Potatoes are a perfect partner for mustard, whether they are roasted, mashed, stuffed or baked – and of course in potato salad mustard really perks up the flavour. I especially love mustard in a hearty meat sauce, which can be the base for lasagna or served on its own with spaghetti.
It might sound a little crazy, but mustard is also wonderful in baked goods. I’ve mixed dry mustard powder into the melted butter of rice crispy squares, then stirred yellow mustard seeds in for good measure. I’ve stirred honey mustard into brownies, oatmeal cookies and chocolate cakes, with terrifically tasty results.
Mustard seeds add great texture and flavour to cheese biscuits, focaccia and cornbread. These touches of mustard really add a warmth to the baked goods, without shouting “Mustard is in here!”. It’s a subtle, yet welcome depth of flavour, which will surprise (and impress) even the biggest sceptics.
Homemade Grainy Mustard
Making your own mustard is so easy and so satisfying; I pat myself on the back every time I tuck a jar of the stuff into the fridge. Add a little honey for sweetness, or use beer instead of wine. Customizable and creative, homemade mustard would make great gifts for the holidays.
6 Tbs (90 mL) mustard seed (yellow, brown, oriental or a combination)
½ cup (125 mL) dry mustard powder
½ cup (125 mL) water (or white wine, beer, grape juice)
3 Tbs (45 mL) white wine or cider vinegar
Grind whole mustard seed in a mortar and pestle or coffee grinder for several seconds, until they are coarse.
Place in a glass bowl with dry mustard powder and water, and stir well. Let stand for 10 minutes.
Stir in the wine or vinegar. If adding honey, add 2 tsp (10 mL) now.
Pour into a glass jar, tighten the lid and refrigerate for at least 24-48 hours before using. The waiting time allows the bitterness to dissipate.
(note: the mustard will keep for up to 6 months in the refrigerator)
Bumble Bee Brownie Cupcakes
Makes 12 cupcakes
You wouldn’t think it, but mustard and chocolate are lovely companions, and they balance each other well in these cupcakes.

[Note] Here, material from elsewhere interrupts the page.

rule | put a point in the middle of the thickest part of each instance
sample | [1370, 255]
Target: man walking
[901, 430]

Like Beyoncé and Jay Z, both are earthy, rich and intense on their own, but together, they are even better.
1 cup granulated sugar
½ cup unsalted butter
½ cup (125 mL) buttermilk
2 Tbs (30 mL) honey mustard
½ cup unsweetened cocoa powder
2 large eggs, lightly beaten
2 tsp (10 mL) pure vanilla extract
1¼ cups all-purpose flour
½ tsp baking soda
¼ tsp salt
1½ cups (375 mL) cream cheese, softened
3 Tbs (45 mL) buttermilk
3 Tbs (45 mL) honey mustard
3Tbs (45 mL) liquid honey
- Preheat oven to 350°F. Line a muffin pan with papers.
- In medium saucepan, combine sugar, butter, buttermilk, mustard and cocoa.Stir over medium heat until it comes to boil. Immediately remove from heat.
- Stir in eggs and vanilla.
- Combine the flour, baking soda and salt in a small bowl and then stir into the chocolate mixtureuntil combined.
- Spoon the batter into muffin cups until¾full and bake for 16-20 minutes, until a toothpick inserted into the middle comes out with just a few crumbs clinging to it. Let cool on a wire rack before icing.
- To make the icing: In a bowl, combine cream cheese, buttermilk, mustard and honey. Using an electric mixer and beat until creamy. Spread or pipe on top of cooled cupcakes.